As we finished nailing, we started prepping the boards to go on the bottom of our chests. Flatten both sides, make sure the edges are square, and smooth the faces. Once everything was flat and smooth, we were introduced to the tongue and groove plane. That was a fun tool to use. Just push the fence against the board and keep cutting until it won’t cut any more, and voila! You have a joint! Then it was on to beading planes – as Chris described them, “the gateway drug to moulding planes.” We added a bead to each of the bottom boards to distract from the seams between the boards.
Once our bottom boards were nailed on, we started prepping the boards for the lid. These boards weren’t given to us already glued up, as the sides were. We were going to glue up the panel ourselves. The first thing we needed to know about gluing up a panel was how to shoot two boards flat. The trick there is to plane until you get a full-length, full-width shaving. Then check and make sure your edge is square to your reference face. Finally, grab a straightedge and make sure it doesn’t spin on the edge, which would indicate a bow. Once it’s flat and square to the reference face, do the same thing on the other board. Instead of using a straightedge, though, you can just use the other board for the same test. The secret to having a gap-free panel that only needs one clamp to close is a trick called a spring joint. Once you have your two boards jointed flat and square, take a light cut (.002” to .004”) out of the middle of the board. That should produce enough of a gap that you can see light through it, but not enough that a sheet of paper will fit through. So once we’d all sprung our lid joints, we clamped them up with more hide glue and let them sit overnight. Oh, and when you’re gluing up a panel, do all you can to keep the boards flat to each other. That will save you a lot of planing down the road.
On Thursday morning, the first order of business was to flatten our newly glued lid. While everyone was working on this, we all picked a color of milk paint for our chests so that one of Chris’ assistants could buy out the local Woodcraft at lunch. With the paint mixes chosen, we started working on the thumbnail moulding that goes along the front and sides of the top of the lid.

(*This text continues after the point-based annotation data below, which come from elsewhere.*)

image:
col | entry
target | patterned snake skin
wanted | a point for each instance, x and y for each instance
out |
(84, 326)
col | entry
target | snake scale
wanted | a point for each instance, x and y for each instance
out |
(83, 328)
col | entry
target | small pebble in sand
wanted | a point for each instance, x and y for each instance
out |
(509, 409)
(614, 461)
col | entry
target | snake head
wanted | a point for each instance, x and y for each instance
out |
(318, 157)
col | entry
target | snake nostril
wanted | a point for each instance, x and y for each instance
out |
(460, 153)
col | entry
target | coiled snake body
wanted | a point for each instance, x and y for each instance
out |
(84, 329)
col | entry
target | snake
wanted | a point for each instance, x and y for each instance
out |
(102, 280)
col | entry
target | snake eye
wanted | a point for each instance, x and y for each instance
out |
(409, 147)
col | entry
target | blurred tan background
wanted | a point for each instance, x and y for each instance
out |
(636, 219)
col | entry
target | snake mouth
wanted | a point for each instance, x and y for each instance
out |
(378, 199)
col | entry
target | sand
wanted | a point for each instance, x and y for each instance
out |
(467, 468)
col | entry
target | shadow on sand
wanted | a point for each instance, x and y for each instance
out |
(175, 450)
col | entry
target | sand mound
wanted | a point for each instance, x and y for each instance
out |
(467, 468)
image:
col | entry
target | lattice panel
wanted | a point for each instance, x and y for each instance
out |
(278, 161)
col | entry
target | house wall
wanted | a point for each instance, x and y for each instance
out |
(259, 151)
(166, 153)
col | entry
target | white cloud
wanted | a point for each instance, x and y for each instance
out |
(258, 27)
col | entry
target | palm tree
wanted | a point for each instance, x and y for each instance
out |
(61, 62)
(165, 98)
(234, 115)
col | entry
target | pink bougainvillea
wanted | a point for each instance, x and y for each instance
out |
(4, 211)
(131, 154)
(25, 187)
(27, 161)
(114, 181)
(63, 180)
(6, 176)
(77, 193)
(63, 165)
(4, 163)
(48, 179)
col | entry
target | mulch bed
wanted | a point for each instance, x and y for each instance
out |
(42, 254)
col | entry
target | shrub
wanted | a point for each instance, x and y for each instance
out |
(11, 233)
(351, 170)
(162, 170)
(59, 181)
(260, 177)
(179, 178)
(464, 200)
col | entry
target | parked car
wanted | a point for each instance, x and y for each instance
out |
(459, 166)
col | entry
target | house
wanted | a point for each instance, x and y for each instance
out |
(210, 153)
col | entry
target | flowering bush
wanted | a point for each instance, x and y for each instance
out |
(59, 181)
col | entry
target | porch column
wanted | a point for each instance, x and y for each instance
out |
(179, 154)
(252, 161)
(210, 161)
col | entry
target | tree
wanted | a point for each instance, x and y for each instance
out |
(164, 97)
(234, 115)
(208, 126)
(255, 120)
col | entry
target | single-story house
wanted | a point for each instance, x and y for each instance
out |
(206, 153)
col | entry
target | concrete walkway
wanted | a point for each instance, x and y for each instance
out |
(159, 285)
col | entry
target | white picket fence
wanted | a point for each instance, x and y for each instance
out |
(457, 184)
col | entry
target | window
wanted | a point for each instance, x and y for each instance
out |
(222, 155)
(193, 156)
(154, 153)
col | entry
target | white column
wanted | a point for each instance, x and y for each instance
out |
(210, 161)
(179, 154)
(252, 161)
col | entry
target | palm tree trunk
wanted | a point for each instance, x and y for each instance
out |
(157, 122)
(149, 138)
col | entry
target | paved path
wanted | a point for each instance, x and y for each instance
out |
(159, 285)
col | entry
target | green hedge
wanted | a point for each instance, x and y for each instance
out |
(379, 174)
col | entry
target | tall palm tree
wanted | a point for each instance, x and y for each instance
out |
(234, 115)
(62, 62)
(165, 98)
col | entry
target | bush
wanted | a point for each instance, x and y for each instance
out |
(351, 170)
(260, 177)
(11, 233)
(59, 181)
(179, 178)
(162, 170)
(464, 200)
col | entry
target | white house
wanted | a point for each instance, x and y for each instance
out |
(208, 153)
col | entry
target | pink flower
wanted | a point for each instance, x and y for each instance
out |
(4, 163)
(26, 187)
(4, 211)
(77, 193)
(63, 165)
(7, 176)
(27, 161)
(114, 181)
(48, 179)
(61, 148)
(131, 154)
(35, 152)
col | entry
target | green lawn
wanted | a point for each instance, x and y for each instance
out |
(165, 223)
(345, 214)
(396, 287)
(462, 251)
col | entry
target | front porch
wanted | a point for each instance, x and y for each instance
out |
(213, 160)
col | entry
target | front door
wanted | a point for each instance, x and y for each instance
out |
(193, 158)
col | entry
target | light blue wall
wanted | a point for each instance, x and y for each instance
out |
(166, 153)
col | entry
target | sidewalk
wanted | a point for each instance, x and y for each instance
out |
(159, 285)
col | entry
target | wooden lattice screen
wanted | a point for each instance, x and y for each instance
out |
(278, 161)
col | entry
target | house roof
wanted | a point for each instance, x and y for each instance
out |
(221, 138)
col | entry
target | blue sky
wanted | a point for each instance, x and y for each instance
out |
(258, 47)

To do this, enter the skew rabbet plane. This was another fun tool to use – keep it flat, keep it square, and keep cutting until it doesn’t cut any more. Then use the block plane to round over the outer edge. How? Easy. Just take a full length cut at several different angles along the edge of the board. When it feels round, it is.
On the underside of the lid, we added an oak batten at either end. These were put right at the edges of the lid, with about 1/32” gap between them and the chest itself. Chris recommended that we do something to the ends of the battens to remove the sharp corner. A lot of people just put a big chamfer on the ends. Personally, I prefer the feel (and look) of a radius to a chamfer, so I grabbed my coping saw and roughed a curve on each piece. Then I grabbed my block plane again and smoothed everything out. There was probably a better way than the way I smoothed my curves, but it got the job done. No, they’re not all a perfect any size of radius, but they’re each a uniform curve, and the ones in the front match pretty well. These battens simply got screwed on with countersunk screws – nothing fancy.